Eine Auswertung sämtlicher auch außerhalb Deutschlands erschienener Veröffentlichungen, insbesondere unter Berücksichtigung der Zugehörigigkeit des jeweiligen Verfassers zu einer bestimmten Interessengruppe, kann im vorliegenden Zusammenhang nicht erfolgen. Anhaltspunkte dafür, dass der Schulerfolg regelmäßig durch die in H. bzw. E. durchgeführten Therapien gefördert würde, sind nach den verfügbaren Informationsquellen nicht erkennbar. In Bezug auf die Stellungnahmen der Lehrer der im September 2006 als staatlich Ersatzschule anerkannten Grundschule "M. L." wird so überdeutlich ein kausaler Zusammenhang zwischen den Therapieaufenthalten der Klägerin und ihren Leistungsfortschritten dargestellt, dass die Angaben in den Fortschreibungsgutachten nicht verwertbar sind.
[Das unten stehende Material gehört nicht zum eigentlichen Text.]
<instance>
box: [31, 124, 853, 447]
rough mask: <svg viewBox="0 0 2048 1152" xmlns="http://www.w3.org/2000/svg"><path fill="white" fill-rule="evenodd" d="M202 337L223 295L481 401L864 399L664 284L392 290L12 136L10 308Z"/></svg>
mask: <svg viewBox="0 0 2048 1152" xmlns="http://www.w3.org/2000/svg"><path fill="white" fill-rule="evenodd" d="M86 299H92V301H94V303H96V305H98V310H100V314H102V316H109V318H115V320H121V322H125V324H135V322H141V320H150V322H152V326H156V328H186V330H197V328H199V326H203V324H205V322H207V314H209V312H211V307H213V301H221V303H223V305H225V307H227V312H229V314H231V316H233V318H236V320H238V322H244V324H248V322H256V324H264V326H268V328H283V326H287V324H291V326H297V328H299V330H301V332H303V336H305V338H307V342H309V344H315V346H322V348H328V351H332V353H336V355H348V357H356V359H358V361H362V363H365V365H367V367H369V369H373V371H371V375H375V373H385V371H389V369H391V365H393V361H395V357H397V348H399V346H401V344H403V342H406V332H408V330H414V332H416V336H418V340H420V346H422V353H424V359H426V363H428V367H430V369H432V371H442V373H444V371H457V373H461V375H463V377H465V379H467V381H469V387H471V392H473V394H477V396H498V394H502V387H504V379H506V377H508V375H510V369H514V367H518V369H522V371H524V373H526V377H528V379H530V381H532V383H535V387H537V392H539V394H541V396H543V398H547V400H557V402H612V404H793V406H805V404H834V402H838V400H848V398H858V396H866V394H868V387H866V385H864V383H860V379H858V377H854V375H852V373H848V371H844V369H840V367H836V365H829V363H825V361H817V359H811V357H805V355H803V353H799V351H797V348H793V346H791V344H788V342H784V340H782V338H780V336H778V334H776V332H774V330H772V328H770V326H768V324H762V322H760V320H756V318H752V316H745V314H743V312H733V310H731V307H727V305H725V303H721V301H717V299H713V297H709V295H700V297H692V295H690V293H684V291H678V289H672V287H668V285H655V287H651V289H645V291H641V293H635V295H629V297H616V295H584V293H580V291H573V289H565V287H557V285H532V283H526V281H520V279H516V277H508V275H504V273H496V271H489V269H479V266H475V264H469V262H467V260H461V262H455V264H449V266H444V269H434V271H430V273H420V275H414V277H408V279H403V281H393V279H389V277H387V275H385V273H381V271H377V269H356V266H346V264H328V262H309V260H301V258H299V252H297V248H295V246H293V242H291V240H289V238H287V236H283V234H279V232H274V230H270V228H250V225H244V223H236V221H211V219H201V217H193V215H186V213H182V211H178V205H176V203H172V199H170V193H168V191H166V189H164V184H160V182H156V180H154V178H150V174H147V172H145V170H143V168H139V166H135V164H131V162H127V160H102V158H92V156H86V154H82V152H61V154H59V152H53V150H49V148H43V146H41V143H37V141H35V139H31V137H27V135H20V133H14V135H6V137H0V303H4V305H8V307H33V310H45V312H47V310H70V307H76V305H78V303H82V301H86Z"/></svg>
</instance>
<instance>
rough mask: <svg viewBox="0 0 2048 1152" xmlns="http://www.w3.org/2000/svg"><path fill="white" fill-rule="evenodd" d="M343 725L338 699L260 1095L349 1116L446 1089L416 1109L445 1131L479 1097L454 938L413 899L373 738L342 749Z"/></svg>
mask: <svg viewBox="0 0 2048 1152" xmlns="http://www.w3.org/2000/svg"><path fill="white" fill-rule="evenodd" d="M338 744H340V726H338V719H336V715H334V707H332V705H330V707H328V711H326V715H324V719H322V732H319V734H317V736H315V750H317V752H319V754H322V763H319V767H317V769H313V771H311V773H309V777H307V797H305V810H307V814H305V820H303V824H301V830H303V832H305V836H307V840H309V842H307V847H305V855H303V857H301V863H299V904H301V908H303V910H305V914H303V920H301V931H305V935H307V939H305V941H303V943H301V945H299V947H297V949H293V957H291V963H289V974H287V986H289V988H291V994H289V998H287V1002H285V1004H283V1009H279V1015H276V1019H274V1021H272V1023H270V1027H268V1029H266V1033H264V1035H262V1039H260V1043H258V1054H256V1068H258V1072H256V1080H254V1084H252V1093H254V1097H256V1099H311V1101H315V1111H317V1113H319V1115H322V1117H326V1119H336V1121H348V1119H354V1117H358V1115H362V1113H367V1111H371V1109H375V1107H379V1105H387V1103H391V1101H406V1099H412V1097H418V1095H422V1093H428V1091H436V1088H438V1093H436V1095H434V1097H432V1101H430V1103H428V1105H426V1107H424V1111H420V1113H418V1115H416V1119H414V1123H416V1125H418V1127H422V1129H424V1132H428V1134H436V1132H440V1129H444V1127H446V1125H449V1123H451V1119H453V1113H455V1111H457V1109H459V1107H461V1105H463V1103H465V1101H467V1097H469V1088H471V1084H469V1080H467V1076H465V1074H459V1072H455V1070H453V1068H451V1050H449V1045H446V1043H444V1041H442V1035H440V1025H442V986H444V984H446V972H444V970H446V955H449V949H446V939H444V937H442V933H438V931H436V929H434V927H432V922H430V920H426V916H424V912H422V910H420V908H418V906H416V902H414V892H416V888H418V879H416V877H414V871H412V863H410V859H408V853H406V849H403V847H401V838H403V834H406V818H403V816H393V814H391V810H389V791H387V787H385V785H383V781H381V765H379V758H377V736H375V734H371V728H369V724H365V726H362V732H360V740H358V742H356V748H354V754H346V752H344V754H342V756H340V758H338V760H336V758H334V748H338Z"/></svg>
Die dort bezeichneten Fortschritte fallen jeweils mit der Rückkehr der Klägerin aus den Schulferien zusammen und können damit ebensogut in zeitlicher Hinsicht zugeordnet werden. Schon Dr. W. hat hervorgehoben, dass die Klägerin nicht überfordert werden solle. Die nach den Schulferien beschriebenen Verbesserungen lassen sich damit auch im Sinne eines Zustands der Enspannung und Erholung interpretieren.

Auch eine Unaufschiebbarkeit der hier selbst beschafften Leistungen im Sinne des § 15 Abs. 1 Satz 4 SGB IX scheidet bereits nach den vorgenannten Erwägungen aus. Eine unaufschiebbare Leistung setzt im Übrigen darüber hinausgehend eine dringliche Bedarfslage voraus (vgl. zu § 13 SGB V: Wagner in: Krauskopf (Hrsg.), Soziale Krankenversicherung Pflegeversicherung Kommentar, § 13 RdNr. 26).

Für die Kosten der Begleitperson (§ 22 Eingliederungshilfe-VO), die Fahrt- und Verpflegungskosten fehlt es damit im Übrigen auch an einer in die Erstattungspflicht des Beklagten fallenden Hauptleistung.

Eine Selbstbindung der Verwaltung kann hier bereits deshalb nicht angenommen werden, weil zunächst der Beigeladene und später der Beklagte eine Übernahme der hier streitigen Kosten für die Klägerin stets vor dem Hintergrund der im Vergleich zu ihrer Zwillingsschwester geringer ausgeprägten Beeinträchtigung ablehnten.

Die Kostenentscheidung beruht auf § 193 Abs. 1 SGG.

Gründe für eine Zulassung der Revision im Sinne von § 160 Abs. 2 SGG liegen nicht vor. Es handelt sich um eine Entscheidung auf gesicherter Rechtsgrundlage, ohne dass der Senat von einer Entscheidung der in § 160 Abs. 2 Nr. 2 SGG genannten Gerichte abweicht.